Back to our brilliant shock jock, further commenting on how regulations should be changed to allow people to "speak organically". Have you heard of this phrase before? "Speaking organically"

Like manure?

Who wants to hear verbal diarrhea on TV and radio? I could just as easily get my fill on my 5 year old's school bus without passing additional laws to hear someone say 'shit' on the radio. But let's work with the moronic idea of speaking organically.


If ever there was a socially acceptable time to speak organically, couldn't we also deem the practice as "verbally lazy" or simply showing little "communicative respect"?

The bright side is organic speakers could use sex references to finally open up dialog with their otherwise clandestine teen. Green speak would organically license of using God's name in a common way while justifying religious intolerance. Anyone swear by Buddha? Mohammad? The Pope? Organic speech makes this possible.

You've probably heard the proclamation, "that's so g a y!' referencing something lame or stupid. Immediately, the complainer is labeled as homophobic. Although, the same person can take God's name and use it in a common and irreverent way. Aren't they both equally disrespectful? (spoiler: YES)

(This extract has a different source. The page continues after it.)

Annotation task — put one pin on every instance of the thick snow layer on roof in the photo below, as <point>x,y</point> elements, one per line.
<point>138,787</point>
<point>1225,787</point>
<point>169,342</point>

Swearing, as opposed to bad language, goes against my nature, my upbringing, and my idea of what it is to be an intelligent conversationalist. Besides, "organic speaking" immediately reminds me of spouting manure. You have to admit, there is nothing as organic as manure.

The idea of TV and radio censure boils down to protecting young minds, respectful speech, and myriad beliefs. I hope we never lose sight of why, as a society, we censure radio and TV. I never want to embrace "speaking organically" because that's a load of crap.

~Bee will also continue to buy non-green, two-ply toilet paper.